Built upon a fantastic premise with mixed results, the horror anthology Satanic Hispanics offers up five short films from five of the better-known Latino genre filmmakers, including Demian Rugna (When Evil Lurks), Gigi Saul Guerrero (Culture Shock), Eduardo Sanchez (The Blair Witch Project), Mike Mendez (Big Ass Spider), and Alejandro Brugues (Juan of the Dead). Mendez directs the primary story (called “The Traveler”), from which the other four stories stem, involving a police raid on an El Paso house filled with dead Latinos, save one survivor calling himself the Traveler (Efren Ramirez, best known as Pedro in Napoleon Dynamite).
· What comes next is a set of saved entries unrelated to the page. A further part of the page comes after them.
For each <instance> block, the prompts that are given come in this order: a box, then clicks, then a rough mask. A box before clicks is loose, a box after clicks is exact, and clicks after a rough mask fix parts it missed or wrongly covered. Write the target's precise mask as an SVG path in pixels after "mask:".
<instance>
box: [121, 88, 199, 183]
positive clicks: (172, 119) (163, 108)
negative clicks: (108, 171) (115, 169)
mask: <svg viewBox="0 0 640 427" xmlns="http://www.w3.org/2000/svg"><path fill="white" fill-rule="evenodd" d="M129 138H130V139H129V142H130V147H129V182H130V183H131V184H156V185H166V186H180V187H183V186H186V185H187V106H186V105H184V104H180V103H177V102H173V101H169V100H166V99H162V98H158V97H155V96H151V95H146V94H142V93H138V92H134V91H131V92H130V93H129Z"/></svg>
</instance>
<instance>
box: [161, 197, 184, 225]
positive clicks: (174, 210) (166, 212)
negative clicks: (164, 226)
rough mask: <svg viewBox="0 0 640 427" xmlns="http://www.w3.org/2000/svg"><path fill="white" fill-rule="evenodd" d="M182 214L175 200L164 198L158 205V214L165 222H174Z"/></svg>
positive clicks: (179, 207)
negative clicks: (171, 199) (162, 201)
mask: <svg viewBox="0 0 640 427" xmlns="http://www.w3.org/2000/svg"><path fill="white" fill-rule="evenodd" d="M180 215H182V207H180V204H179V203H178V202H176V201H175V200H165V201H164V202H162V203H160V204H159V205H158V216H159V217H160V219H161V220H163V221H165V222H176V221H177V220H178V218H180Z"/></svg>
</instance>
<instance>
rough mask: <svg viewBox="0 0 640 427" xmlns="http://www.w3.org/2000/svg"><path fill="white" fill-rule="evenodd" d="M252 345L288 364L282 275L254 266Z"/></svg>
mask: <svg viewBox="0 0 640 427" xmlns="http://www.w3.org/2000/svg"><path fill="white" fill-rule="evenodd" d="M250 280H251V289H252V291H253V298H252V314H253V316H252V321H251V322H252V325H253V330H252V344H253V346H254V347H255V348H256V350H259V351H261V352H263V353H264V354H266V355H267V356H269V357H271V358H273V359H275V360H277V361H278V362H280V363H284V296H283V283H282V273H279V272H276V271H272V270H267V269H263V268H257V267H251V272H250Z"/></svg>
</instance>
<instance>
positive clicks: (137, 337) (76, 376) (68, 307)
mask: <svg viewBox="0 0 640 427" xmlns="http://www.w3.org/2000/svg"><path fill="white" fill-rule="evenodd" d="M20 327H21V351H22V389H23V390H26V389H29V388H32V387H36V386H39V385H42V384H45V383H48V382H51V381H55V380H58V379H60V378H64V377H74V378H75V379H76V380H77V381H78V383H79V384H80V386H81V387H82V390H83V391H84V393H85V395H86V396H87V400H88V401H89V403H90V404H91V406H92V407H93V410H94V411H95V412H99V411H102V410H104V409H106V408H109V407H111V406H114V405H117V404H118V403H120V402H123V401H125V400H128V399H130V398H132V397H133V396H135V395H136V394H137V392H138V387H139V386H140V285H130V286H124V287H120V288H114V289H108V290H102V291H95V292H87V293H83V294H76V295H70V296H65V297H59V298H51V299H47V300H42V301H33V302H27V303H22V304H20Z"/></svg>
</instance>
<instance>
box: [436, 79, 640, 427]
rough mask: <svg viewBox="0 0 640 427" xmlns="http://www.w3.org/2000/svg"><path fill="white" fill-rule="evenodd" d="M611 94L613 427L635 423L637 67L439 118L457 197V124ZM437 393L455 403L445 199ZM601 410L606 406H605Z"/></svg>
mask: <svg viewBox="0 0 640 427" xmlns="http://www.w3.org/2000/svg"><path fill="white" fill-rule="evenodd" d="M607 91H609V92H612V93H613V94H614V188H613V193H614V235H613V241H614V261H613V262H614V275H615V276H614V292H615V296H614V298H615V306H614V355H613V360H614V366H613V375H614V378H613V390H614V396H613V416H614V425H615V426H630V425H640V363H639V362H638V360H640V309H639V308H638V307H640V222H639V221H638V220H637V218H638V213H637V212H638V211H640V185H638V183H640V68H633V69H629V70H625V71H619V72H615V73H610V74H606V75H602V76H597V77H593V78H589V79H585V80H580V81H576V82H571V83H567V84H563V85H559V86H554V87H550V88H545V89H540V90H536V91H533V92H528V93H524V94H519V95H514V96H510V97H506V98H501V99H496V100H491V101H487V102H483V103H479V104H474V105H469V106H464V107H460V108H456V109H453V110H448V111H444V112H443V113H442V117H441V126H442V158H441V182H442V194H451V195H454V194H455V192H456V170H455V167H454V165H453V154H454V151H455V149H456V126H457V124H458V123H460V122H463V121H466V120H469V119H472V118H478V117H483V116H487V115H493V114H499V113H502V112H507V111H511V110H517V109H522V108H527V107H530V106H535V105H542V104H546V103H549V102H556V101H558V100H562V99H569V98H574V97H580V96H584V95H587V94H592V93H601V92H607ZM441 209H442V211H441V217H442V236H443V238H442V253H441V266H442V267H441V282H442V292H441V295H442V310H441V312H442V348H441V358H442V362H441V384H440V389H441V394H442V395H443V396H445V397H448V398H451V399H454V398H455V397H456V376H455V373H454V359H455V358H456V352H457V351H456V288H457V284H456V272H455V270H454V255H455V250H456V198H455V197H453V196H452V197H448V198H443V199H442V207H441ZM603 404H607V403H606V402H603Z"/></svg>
He’s brought in for questioning by police detectives (Greg Grunberg and Sonya Eddy), and he explains that he’s been alive for decades (possibly longer) because he cannot die and that a great evil is following him and will arrive in 90 minutes to kill everyone.
As the Traveler is being interrogated, he tells the other stories in Satanic Hispanics, which he has collected over his lengthy stay being alive, including tales about portals to other worlds, mythical creatures, vampires, the undead, and my personal favorite, Brugues’s “The Hammer of Zanzibar,” starring Jonah Ray Rodrigues, about a demon with a large… “hammer,” which can be used as a weapon against other such supernatural creatures.
Watching the film is cathartic in many ways. Not only does it feature talented Latino filmmakers behind the camera, but most of the actors are Hispanic, and some of the stories are drawn from Latin American folklore and legends. Satanic Hispanics also embraces the cinematic tones often found in Latin cinema. For example, Sanchez’s “El Vampiro” is a straight-up comedy, featuring a reckless bloodsucker prowling the streets on Halloween night because he doesn’t stand out and getting dangerously close to getting caught outside when the sun rises because he forgot to reset his watch for the autumn time change.
“Tambien Lo Vi” delivers a classic and sometimes genuinely scary ghost story, while “Nahuales” brings a surreal edge to a culturally specific folk horror yarn. And Mendez’s through-line serves as a complete and quite compelling fifth part to this anthology that isn’t just there to spin off the others but acts as its own tense, action-packed segment. Like most horror anthologies, not all of the chapters work as well as the others. Some are slow or just not that scary, but there’s something about bringing all of this talent into one place that makes for a unique horror experience. Despite the very different tones of each piece of Satanic Hispanics, it does feel strangely unified and beautifully realized.
The film opens in theaters September 14.